Across from the food hall in Tsukiji is a rather small sized shrine. Namiyoke Inari Jinja.
It's the place where the local businesses pray for good fortune, with some of them donating lanterns to light besides the main torii.
Even though it was raining I decided to check it out. While the grounds were not small, it was clear there was a lot here.
The Haiden where prayers are made to the enshrined kami. Inari Myojin is one that is worshiped here.
The shrine area goes back to the Manji era (around 1660) when people were trying to reclaim the land here from the bay. While doing that, waves were a problem. So the people floated an image of Inari Myojin on the sea there and from that point on there the land reclamation went well.
The name of the shrine means "protection from the waves".
I could have used a little protection from the falling water. I guess my luck with little rain my two prior March trips finally wore off.
There are many carved stones and more here. I couldn't begin to say what all they represent.
I can tell you that the Seven Lucky Gods are also here.
I can also tell you that there is a pillar for each animal of the Japanese Zodiac. I believe this one is for sheep. As for the marbles, I do not know. It's some kind of offering.
There is one for monkey.
Horse along with more carved stones.
Snake and dragon sit next to each other.
Rabbit had a newer metal plaque along side. These may be in relation to local trade groups.
Tiger had to put up with a crowd of Inari foxes. That's a really small shrine.

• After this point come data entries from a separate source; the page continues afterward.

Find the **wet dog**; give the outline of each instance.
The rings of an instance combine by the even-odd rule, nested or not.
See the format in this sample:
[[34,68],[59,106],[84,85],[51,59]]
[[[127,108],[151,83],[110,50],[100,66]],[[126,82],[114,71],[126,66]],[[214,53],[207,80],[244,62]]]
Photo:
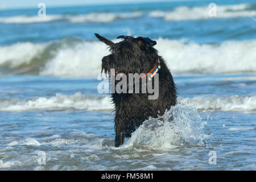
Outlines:
[[[117,39],[122,38],[123,40],[114,43],[97,34],[95,35],[109,46],[111,52],[111,54],[102,59],[102,72],[111,77],[113,75],[139,75],[139,93],[134,92],[133,86],[136,83],[133,78],[131,85],[127,82],[121,86],[122,89],[124,85],[129,85],[127,89],[130,89],[129,91],[131,86],[133,92],[112,92],[112,88],[115,110],[114,145],[118,147],[123,143],[125,136],[130,137],[132,133],[149,117],[156,118],[158,115],[162,115],[166,110],[176,105],[176,87],[165,61],[153,47],[156,44],[155,41],[148,38],[121,35]],[[112,69],[114,69],[114,74],[110,74]],[[142,80],[146,77],[147,84],[154,83],[154,88],[158,86],[156,98],[149,99],[148,96],[152,95],[152,92],[148,90],[146,93],[142,92]],[[121,79],[119,81],[115,80],[114,88],[120,81]],[[157,84],[155,84],[156,81]]]

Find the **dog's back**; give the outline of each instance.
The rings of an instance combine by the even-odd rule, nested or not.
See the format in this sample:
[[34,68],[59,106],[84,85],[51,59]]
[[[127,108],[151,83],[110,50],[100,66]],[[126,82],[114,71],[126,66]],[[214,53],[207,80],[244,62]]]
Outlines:
[[[164,60],[158,56],[157,51],[153,48],[156,44],[155,41],[147,38],[120,36],[118,38],[122,38],[125,40],[115,44],[98,34],[96,35],[110,47],[112,53],[102,59],[102,71],[111,76],[114,89],[121,82],[120,78],[115,79],[114,75],[125,76],[121,76],[122,82],[129,74],[143,75],[137,80],[140,84],[139,93],[112,93],[115,111],[115,146],[118,147],[123,143],[125,136],[130,136],[136,128],[149,117],[162,115],[166,110],[176,104],[176,88]],[[112,69],[114,69],[115,74],[110,74]],[[149,99],[150,97],[152,97],[152,93],[147,89],[146,93],[142,92],[143,86],[146,85],[143,85],[144,78],[146,79],[146,85],[148,85],[148,82],[154,85],[152,87],[158,91],[157,94],[154,96],[156,97]],[[127,81],[125,84],[121,85],[121,89],[123,89],[124,85],[128,85],[125,91],[129,90],[131,86],[134,91],[133,87],[136,84],[133,78],[132,84],[129,85],[129,81]]]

Another look at the tiger.
Bull and rat were towards the back.
Finally boar, dog and rooster.
There is another remarkable thing about this shrine.
This is the male lion head and it weighs 2,200 pounds or one metric ton. Why does that matter? Because every three years one of the lion heads is carried in their Tsukiji Shishi Matsuri parade along with a mikoshi portable shrine. The other two years only the mikoshi is carried.